Des personnages "hauts en couleurs"
Pour la distribution des personnages, "nous avons fait le casting avec une forme d'évidence, en coups de foudre", s’enthousiasme Patrice Thibaud, comme le confirme Hervé Niquet : "Nous sommes tombés très vite d'accord sur le choix des trois interprètes lors des auditions. Le premier critère de recrutement était musical : il y a de la très belle musique à défendre, et en même temps ils doivent être des acteurs, les interprètes doivent eux-mêmes être des personnages. La Femme du Baron est incarnée par Axelle Fanyo, une interprète qui a énormément de répondant et une 'grande gueule'."
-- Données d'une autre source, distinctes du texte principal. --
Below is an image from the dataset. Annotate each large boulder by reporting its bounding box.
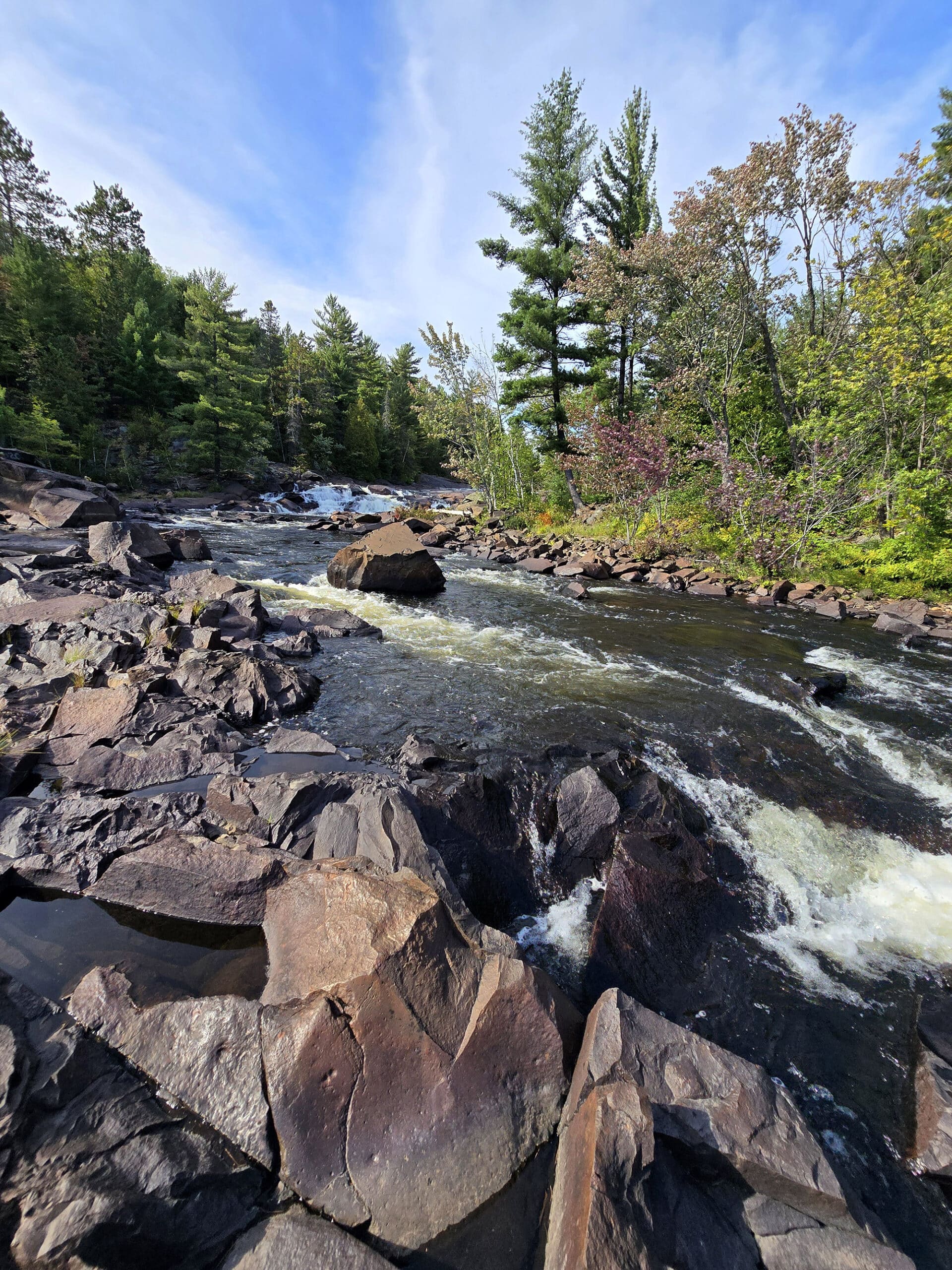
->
[327,522,446,594]
[159,528,212,560]
[0,975,264,1270]
[544,989,913,1270]
[169,649,321,728]
[89,521,175,569]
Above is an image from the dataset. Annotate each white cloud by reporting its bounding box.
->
[0,0,952,348]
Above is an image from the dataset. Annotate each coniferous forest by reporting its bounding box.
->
[0,71,952,593]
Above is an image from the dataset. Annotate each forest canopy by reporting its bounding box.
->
[0,79,952,590]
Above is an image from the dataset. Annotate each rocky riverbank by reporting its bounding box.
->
[0,462,952,1270]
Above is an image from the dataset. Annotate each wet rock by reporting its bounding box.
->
[562,989,849,1222]
[873,606,929,639]
[264,728,338,755]
[793,671,849,701]
[913,1046,952,1177]
[169,649,320,728]
[585,819,748,1014]
[546,1080,654,1270]
[86,832,286,926]
[327,522,446,594]
[281,608,381,639]
[159,528,212,562]
[89,521,174,569]
[29,485,118,530]
[222,1208,391,1270]
[70,966,274,1168]
[0,977,263,1270]
[556,767,621,880]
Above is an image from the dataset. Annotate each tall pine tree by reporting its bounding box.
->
[0,111,66,254]
[174,269,268,481]
[585,88,661,419]
[480,70,595,506]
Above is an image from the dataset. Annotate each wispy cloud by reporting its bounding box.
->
[0,0,952,348]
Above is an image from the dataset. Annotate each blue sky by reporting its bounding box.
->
[0,0,952,351]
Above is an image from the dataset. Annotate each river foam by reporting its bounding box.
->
[645,743,952,1001]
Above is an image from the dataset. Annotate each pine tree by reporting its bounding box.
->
[0,111,66,254]
[313,296,362,446]
[585,88,661,419]
[173,269,268,481]
[255,300,288,463]
[480,70,595,501]
[929,88,952,203]
[381,343,420,480]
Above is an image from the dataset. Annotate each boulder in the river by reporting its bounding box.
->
[88,832,284,926]
[555,767,621,880]
[873,612,929,639]
[89,521,175,569]
[264,728,338,755]
[913,1046,952,1179]
[169,649,320,728]
[327,522,446,594]
[159,528,212,562]
[222,1206,391,1270]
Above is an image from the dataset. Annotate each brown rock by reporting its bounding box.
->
[89,521,175,569]
[169,649,320,726]
[159,528,212,560]
[327,522,446,593]
[70,966,273,1168]
[222,1208,391,1270]
[264,728,338,755]
[86,832,284,926]
[562,988,849,1220]
[544,1078,655,1270]
[29,485,119,530]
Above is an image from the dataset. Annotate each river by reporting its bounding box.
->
[5,493,952,1270]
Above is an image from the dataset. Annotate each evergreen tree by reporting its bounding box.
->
[585,88,661,420]
[929,88,952,203]
[381,343,420,480]
[313,296,362,446]
[480,70,595,502]
[173,269,268,481]
[0,111,66,254]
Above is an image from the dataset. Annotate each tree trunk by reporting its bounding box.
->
[760,318,797,466]
[565,467,585,515]
[618,322,628,423]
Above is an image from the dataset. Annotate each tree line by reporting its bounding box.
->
[0,112,446,486]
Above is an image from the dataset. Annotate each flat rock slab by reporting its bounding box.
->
[0,593,111,626]
[264,728,338,755]
[222,1208,392,1270]
[70,966,274,1168]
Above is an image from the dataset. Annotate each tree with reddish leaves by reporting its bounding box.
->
[565,405,673,546]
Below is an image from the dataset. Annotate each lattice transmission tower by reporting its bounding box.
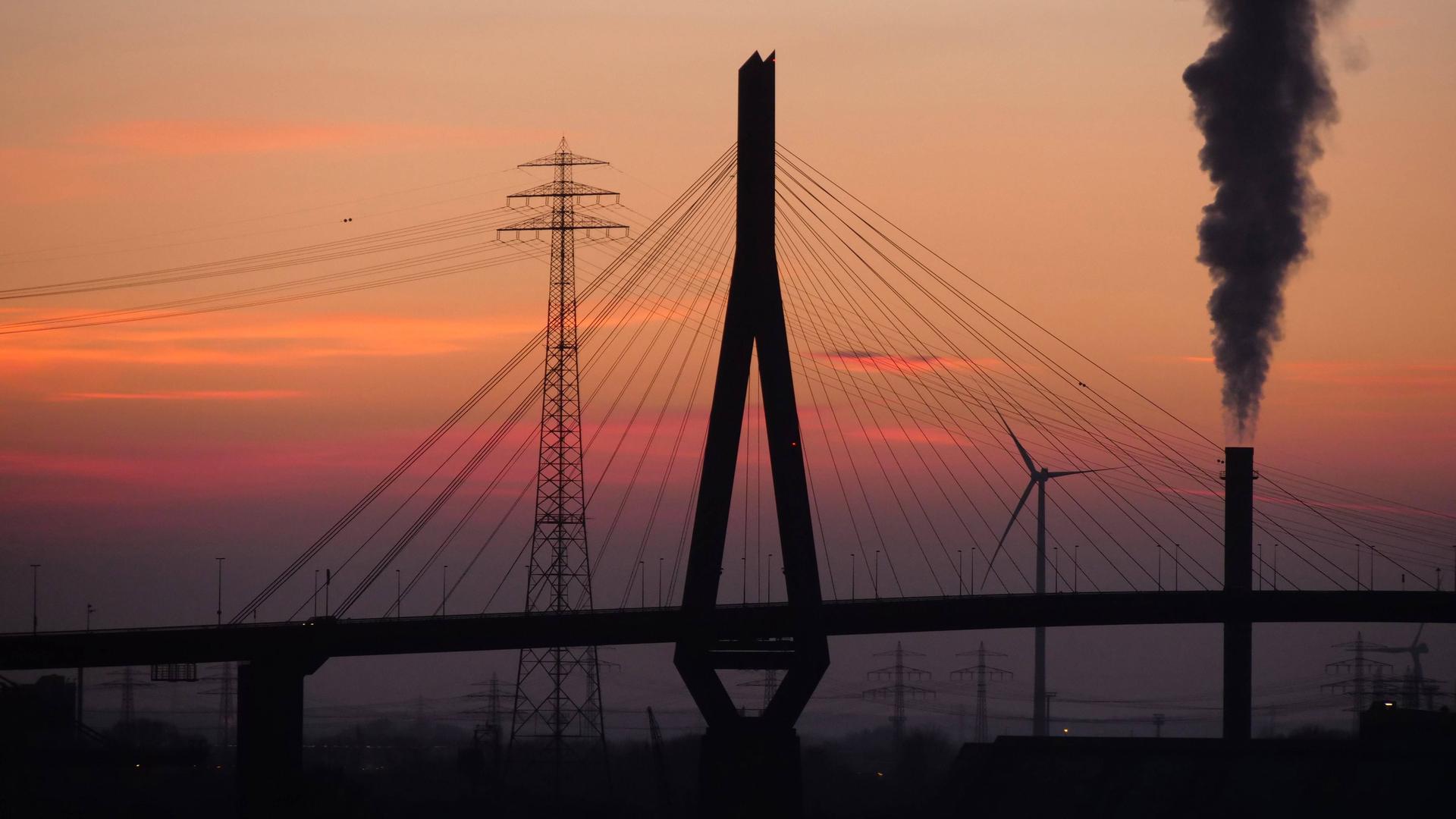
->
[864,642,935,745]
[498,139,626,775]
[951,642,1012,742]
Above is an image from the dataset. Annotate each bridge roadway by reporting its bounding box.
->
[0,590,1456,670]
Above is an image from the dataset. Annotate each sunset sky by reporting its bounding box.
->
[0,0,1456,734]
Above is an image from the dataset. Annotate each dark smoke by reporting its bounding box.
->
[1184,0,1344,438]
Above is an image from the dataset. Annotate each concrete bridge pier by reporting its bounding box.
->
[698,717,804,819]
[237,656,323,816]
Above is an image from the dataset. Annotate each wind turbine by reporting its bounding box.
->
[1367,623,1436,708]
[981,413,1119,736]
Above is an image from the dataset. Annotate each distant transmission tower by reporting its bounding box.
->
[466,673,502,770]
[102,666,152,742]
[498,139,626,775]
[1320,631,1391,733]
[864,642,935,745]
[951,642,1012,742]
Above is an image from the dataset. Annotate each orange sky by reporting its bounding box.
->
[0,0,1456,723]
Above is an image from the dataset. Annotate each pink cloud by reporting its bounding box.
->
[0,147,106,206]
[0,309,540,370]
[71,120,544,156]
[49,389,303,400]
[814,350,1000,373]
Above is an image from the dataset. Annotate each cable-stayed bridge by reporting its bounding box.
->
[0,55,1456,810]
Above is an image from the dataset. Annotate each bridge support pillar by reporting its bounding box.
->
[698,717,804,819]
[1223,446,1257,740]
[237,657,323,816]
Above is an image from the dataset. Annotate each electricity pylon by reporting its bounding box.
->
[864,642,935,745]
[498,139,626,792]
[981,419,1116,736]
[951,642,1012,742]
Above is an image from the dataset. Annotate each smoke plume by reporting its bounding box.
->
[1184,0,1345,440]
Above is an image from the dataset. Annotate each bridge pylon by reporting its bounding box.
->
[674,52,828,816]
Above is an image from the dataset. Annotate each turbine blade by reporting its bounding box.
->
[981,478,1037,588]
[1046,466,1124,478]
[996,410,1037,475]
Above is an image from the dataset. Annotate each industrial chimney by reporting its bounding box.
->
[1223,446,1257,739]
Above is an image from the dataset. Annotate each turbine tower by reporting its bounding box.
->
[498,137,626,794]
[981,419,1117,736]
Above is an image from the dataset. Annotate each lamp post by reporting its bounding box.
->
[212,557,228,628]
[30,563,41,634]
[764,552,774,604]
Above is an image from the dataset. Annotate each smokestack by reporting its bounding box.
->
[1184,0,1347,441]
[1223,446,1255,739]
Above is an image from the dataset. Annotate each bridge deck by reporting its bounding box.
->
[0,592,1456,670]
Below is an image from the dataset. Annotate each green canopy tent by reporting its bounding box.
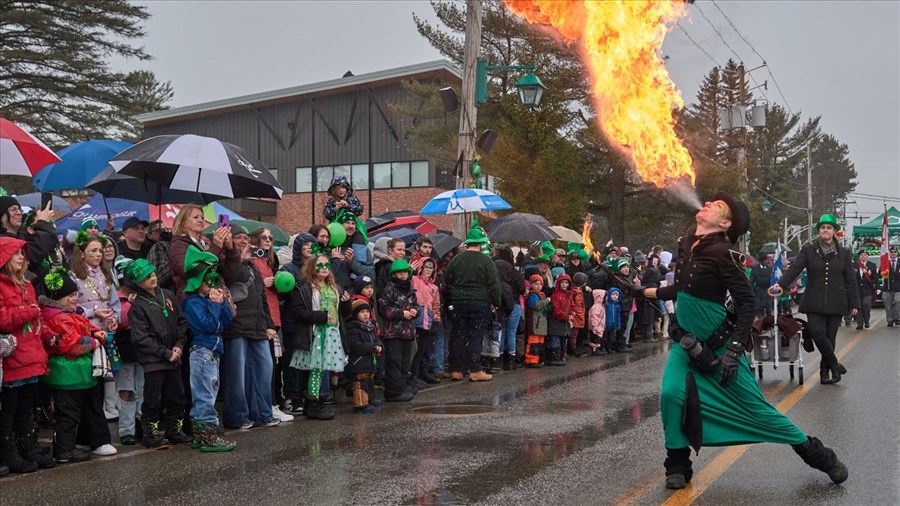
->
[853,207,900,244]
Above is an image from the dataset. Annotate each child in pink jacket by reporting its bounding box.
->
[588,289,608,357]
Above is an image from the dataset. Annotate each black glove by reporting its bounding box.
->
[719,341,744,387]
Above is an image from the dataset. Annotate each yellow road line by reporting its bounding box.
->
[663,320,869,506]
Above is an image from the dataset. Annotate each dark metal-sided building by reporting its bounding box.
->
[137,60,462,233]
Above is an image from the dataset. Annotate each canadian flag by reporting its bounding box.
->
[878,204,891,277]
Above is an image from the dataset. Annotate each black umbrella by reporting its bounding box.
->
[109,135,283,199]
[87,167,225,205]
[488,220,559,242]
[484,213,550,233]
[430,232,462,258]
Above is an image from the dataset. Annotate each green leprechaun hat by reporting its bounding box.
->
[184,245,221,293]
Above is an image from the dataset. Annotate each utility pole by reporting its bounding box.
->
[806,142,812,241]
[453,0,482,238]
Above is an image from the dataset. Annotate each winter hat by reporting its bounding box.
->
[390,258,415,276]
[0,195,22,216]
[80,216,100,232]
[184,244,222,293]
[466,218,491,245]
[44,267,78,300]
[125,258,156,284]
[354,276,375,293]
[572,272,587,287]
[113,255,134,283]
[350,299,372,320]
[712,191,752,244]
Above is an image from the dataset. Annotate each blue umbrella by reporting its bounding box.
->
[15,192,72,212]
[31,139,131,191]
[419,188,512,214]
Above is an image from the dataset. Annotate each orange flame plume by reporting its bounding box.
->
[505,0,695,188]
[581,213,594,253]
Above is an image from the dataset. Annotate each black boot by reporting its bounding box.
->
[16,431,56,469]
[791,436,850,484]
[141,416,169,448]
[664,448,694,490]
[303,398,334,420]
[0,436,37,473]
[166,416,193,445]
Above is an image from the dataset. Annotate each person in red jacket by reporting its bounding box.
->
[40,268,112,463]
[0,236,54,473]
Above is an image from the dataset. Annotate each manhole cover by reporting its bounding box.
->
[409,404,497,416]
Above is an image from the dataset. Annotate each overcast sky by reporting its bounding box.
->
[117,0,900,227]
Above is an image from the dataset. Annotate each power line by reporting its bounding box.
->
[712,0,794,115]
[678,21,721,67]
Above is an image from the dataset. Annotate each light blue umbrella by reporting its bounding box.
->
[31,139,131,192]
[15,192,72,212]
[419,188,512,214]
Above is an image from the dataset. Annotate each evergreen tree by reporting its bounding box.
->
[0,0,172,146]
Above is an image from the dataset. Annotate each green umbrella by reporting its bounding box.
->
[203,220,290,246]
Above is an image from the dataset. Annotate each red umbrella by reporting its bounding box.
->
[0,118,62,177]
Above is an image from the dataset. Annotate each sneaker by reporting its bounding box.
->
[91,443,119,457]
[272,406,294,422]
[469,371,494,381]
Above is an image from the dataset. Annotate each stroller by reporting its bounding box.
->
[748,305,813,385]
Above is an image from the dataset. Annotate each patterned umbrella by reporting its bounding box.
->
[109,135,284,199]
[419,188,512,214]
[0,118,61,177]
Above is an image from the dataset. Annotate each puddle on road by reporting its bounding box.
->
[406,404,497,416]
[416,394,659,504]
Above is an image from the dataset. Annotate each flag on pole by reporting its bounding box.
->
[769,241,784,285]
[878,203,891,277]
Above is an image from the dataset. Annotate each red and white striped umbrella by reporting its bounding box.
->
[0,118,62,177]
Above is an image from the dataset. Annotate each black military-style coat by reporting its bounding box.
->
[656,232,756,344]
[778,240,859,315]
"Le fait que la Baronne soit jouée avec plein de couleurs (de caractères, de peau, musicales) permet aussi d’élargir encore davantage l’imaginaire, et apporte une modernité très intéressante : un de ses airs est d’ailleurs pensé comme une berceuse créole", confirme Axelle Fanyo qui se félicite que le personnage de la Baronne se déploie avec richesse et notamment sur "deux aspects, deux points de vue : celui que joue la Baronne pour les personnages et le public d’une femme aimante et très inquiète envers son mari qui sombre dans la folie absolue et la mort. Mais je pense aussi que, sincèrement, elle n’en peut plus de son mari (rires). Elle sait qu’il faut faire tout ce cinéma pour l’accompagner, le rendre heureux, et elle l’aime sincèrement. Mais elle est fatiguée par toutes ces folies et elle donne aussi son dernier spectacle, sa dernière illusion. La Baronne joue la femme docile et admirative béate de son mari (passant des larmes de crocodile à l’automate qui applaudit) : elle en rajoute, elle exagère car son mari (dans son monde d’illusion) demande et exige cette admiration, mais cette Baronne est beaucoup plus complexe et intelligente qu’elle n’en laisse paraître. Je pense qu’elle est féministe dans l’âme et trouve une stratégie pour sortir du rôle attribué par le Baron, l’histoire, la société : elle accompagne la fin de tout cela."
"Le Curé du Baron est campé par ce grand bruxellois dégingandé Romain Dayez, baryton qui a la veine du comique. Enfin dans ce trio de choc autour du Baron, son Médecin est Jean-Gabriel Saint-Martin, baryton également à la diction et voix formidables, d'autant qu'il adore être faussement sérieux." Jean-Gabriel Saint-Martin a même un rapport à la fois intime et savant avec son personnage : "Pour tout vous dire, ce rôle résonne pour moi sur un plan assez personnel car mon père est médecin. C'est en cela très amusant et inspirant pour moi, mais au-delà de cette dimension personnelle, c'est la lutte entre science et religion à l'époque (incarnée par le duel entre les personnages du Médecin et du Curé) qui est très marquante et aussi contemporaine dans ce livret. Pour le Baron, je représente une voie, une issue possible et mon personnage essaye donc de l'attirer vers lui avec des arguments fallacieux (à l'image des médecins de Molière adeptes de la saignée, qui faisaient plus de mal que de bien). La dimension absurde (et toujours comique) de toute cette histoire et de cet univers s'incarne aussi en cela, et en ce duo-duel du Médecin et du Curé qui passent le plus clair de leur temps à se disputer, mais finissent par se rabibocher."
"Tous sont géniaux, je les adore, je suis tombé amoureux d'eux, renchérit Patrice Thibaud sur les propos d’Hervé Niquet. Les solistes et les choristes se sont tous prêtés au jeu avec talent et une infinie gentillesse, formant une superbe équipe qui a parfaitement fonctionné ensemble."